Son varios los domingos en los que escuchamos el sermón del Pan de la Vida pronunciado por Jesús en la sinagoga de Cafarnaún (v. 59). No es de extrañar el que algunos judíos no lo entiendan y se pregunten: ¿Cómo puede éste darnos a comer su carne? Tampoco es de extrañar el que, concluido del discurso, muchos de sus discípulos se escandalicen y le abandonen (v. 66). Las palabras de Jesús son muy difíciles de entender para todos; también para quienes comulgamos a diario.
Quizá las entenderíamos mejor situándolas en el Cenáculo. Imaginando que Jesús las pronuncia después de la institución de la Eucaristía y del Lavatorio de los pies. Todo ello junto nos puede ayudar a penetrar un poco más profundo en el gran misterio de la Encarnación-Eucaristía. Nos puede ayudar a encarnar la Encarnación del Hijo de Dios en nuestra propia carne.

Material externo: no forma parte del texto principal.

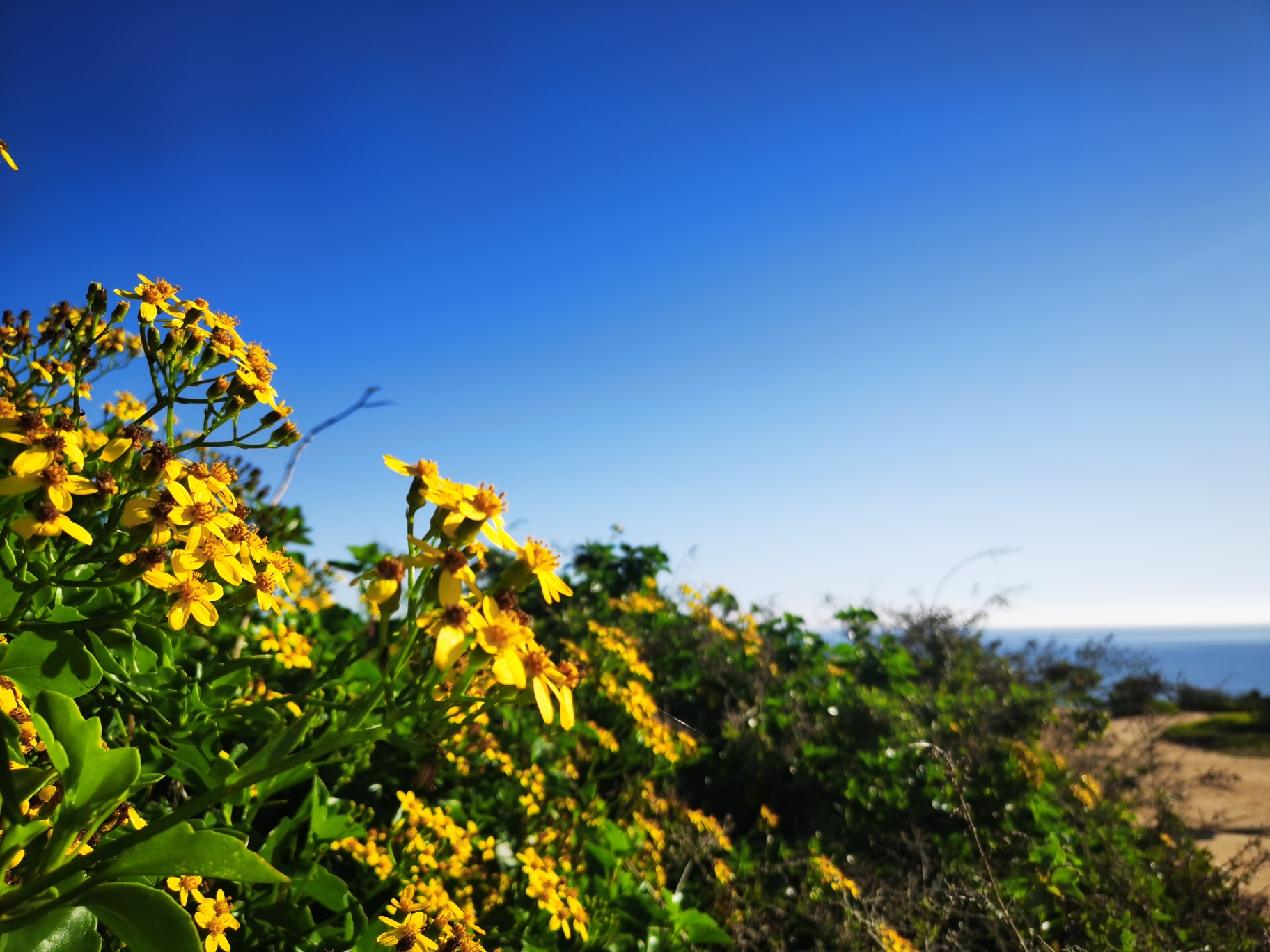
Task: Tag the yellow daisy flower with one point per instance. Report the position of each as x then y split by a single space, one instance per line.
49 519
58 485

Comer y beber a Jesús significa nutrirnos de Él, la Palabra hecha carne: carne hecha Escritura, carne hecha Eucaristía, carne hecha Prójimos. Tampoco nosotros entendemos las palabras de Jesús cuando reducimos la Eucaristía a una devoción intimista y egocéntrica. Que en eso degenera la Eucaristía cuando no está bien iluminada por la Escritura y cuando no nos hace más solidarios.
Jesús insiste de nuevo en todo esto con la parábola de la vid y los sarmientos. Yo soy la vid, vosotros los sarmientos: El que permanece en mí y yo en él, ése da mucho fruto; porque separados de mí no podéis hacer nada (Jn 15, 5). Producir fruto consiste en hacer su voluntad: Este es mi mandamiento. Que os améis unos a otros como yo os he amado (Jn 15, 12). Los intimismos eucarísticos son auténticos si conducen al servicio a los hermanos. Así lo dijo Jesús después del lavatorio de los pies: Os he dado ejemplo para que también vosotros hagáis como yo he hecho con vosotros (Jn 13, 15).